Claim No. 1-1 was filed by the Idaho State Tax Commission ("ISTC") for unfiled individual income tax and sales and use taxes totaling $15,709.49. ISTC's proof of claim asserts only priority and nonpriority unsecured obligations, but also notes on the face of the filed claim that ISTC has a lien on Debtor's real and personal property by statute. While ISTC does not specifically assert a secured claim on its filed proof, the TSG does note the presence of recorded ISTC liens for sales and use taxes in 2008 (and continued in 2013), two more such sales and use tax liens in 2012, and another sales and use tax lien in 2014. The TSG also reflects an ISTC lien for individual income tax in 2014.

Claim No. 7-1 was filed by the State of Idaho Department of Health and Welfare as a priority unsecured claim for child support arrears in the amount of $122,403.99. The TSG reflects a 2006 lien of record filed by the State of Idaho for child support.

The TSG also reflects judgment liens of record for Credit Bureau of Lewiston Clarkston of $8,500.00 and $8,630.47 (collectively $17,130.47). No proofs of claim have been filed by the Credit Bureau though, as noted, Debtor's schedule D lists its secured claim of $17,130.47.

c. Calculation of equity

The Property has a value of $130,000 and the Court finds it is encumbered by, at the least:

- real property taxes of $9,174.74;

- Creditor's first position secured claim of $102,014.39 at filing;

- the judgment liens of Credit Bureau of Lewiston Clarkston totaling $17,130.47, plus interest accrued on those judgments from their respective dates of entry in April 2006 and May 2007 to the date of the bankruptcy filing.
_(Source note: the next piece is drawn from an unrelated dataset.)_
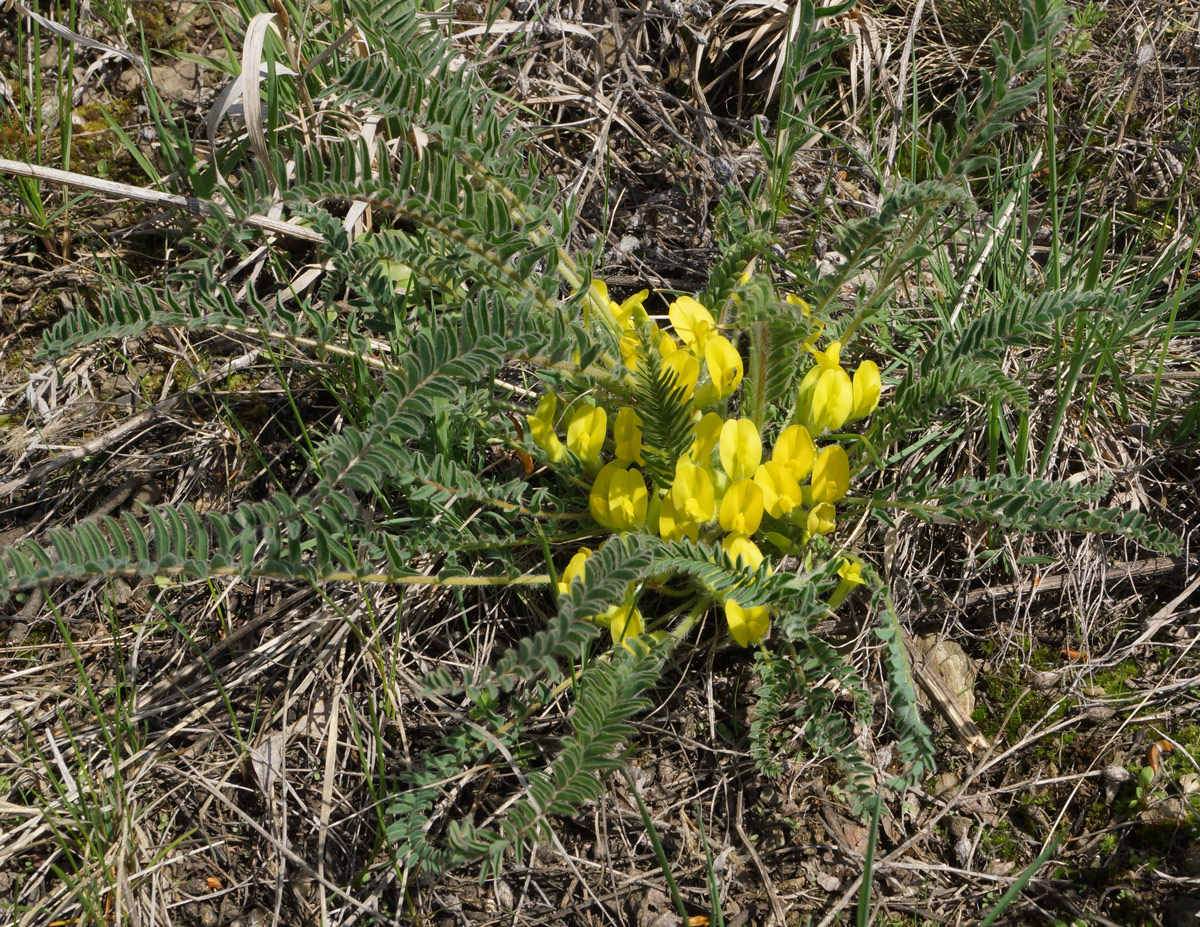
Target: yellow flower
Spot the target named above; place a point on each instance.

In certain of his submissions Debtor argues that the Credit Bureau's "liens" were discharged in the 2013 Case under chapter 7. The discharge, however, eliminates only collection of unsecured liability, and nothing in that case docket reflects any avoidance of the liens against the Property. See Johnson v. Home State Bank, 501 U.S. 78, 82-84 (1991) (holding discharge in chapter 7 eliminated personal liability of debtor for the claim but that such creditor's right to foreclose on security survives or passes through the bankruptcy and constitutes a claim subject to inclusion in a later chapter 13).

The total ofjust these three encumbrances consumes all but $1,680.40 of the Property's $130,000 value, and that is before consideration of Creditor's § 506(b) rights.
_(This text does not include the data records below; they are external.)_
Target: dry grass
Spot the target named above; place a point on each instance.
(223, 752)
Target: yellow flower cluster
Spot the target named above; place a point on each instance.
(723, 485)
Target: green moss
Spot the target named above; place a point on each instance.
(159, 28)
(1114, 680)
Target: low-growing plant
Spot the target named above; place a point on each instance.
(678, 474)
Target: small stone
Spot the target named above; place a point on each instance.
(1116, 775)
The TSG indicates that the 2004 date of Creditor's recorded lien precedes the dates of recording of all other liens, and is junior only to real property taxes. Creditor is thus oversecured and, under § 506(b), is allowed post-petition interest and reasonable attorneys' fees. Those amounts were not discussed, estimated or established.
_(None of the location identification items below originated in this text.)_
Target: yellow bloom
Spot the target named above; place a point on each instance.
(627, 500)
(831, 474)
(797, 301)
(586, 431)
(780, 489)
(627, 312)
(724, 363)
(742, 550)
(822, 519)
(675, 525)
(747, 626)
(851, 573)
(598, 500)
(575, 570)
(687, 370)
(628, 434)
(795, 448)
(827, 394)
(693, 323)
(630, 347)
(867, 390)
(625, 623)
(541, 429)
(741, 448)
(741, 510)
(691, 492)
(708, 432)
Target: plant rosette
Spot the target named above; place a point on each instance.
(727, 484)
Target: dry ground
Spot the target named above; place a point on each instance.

Additionally, the TSG indicates the Property is also encumbered by the ISTC's previously recorded liens aggregating $24,956.31 (sales and use tax) and $12,822.37 (income tax), notwithstanding ISTC's failure as yet to specifically assert lien rights through a proof of claim.

The claims bar date has not yet run. Nongovernmental creditors must file their claims by August 10, 2015 and governmental creditors must file their claims by September 21, 2015.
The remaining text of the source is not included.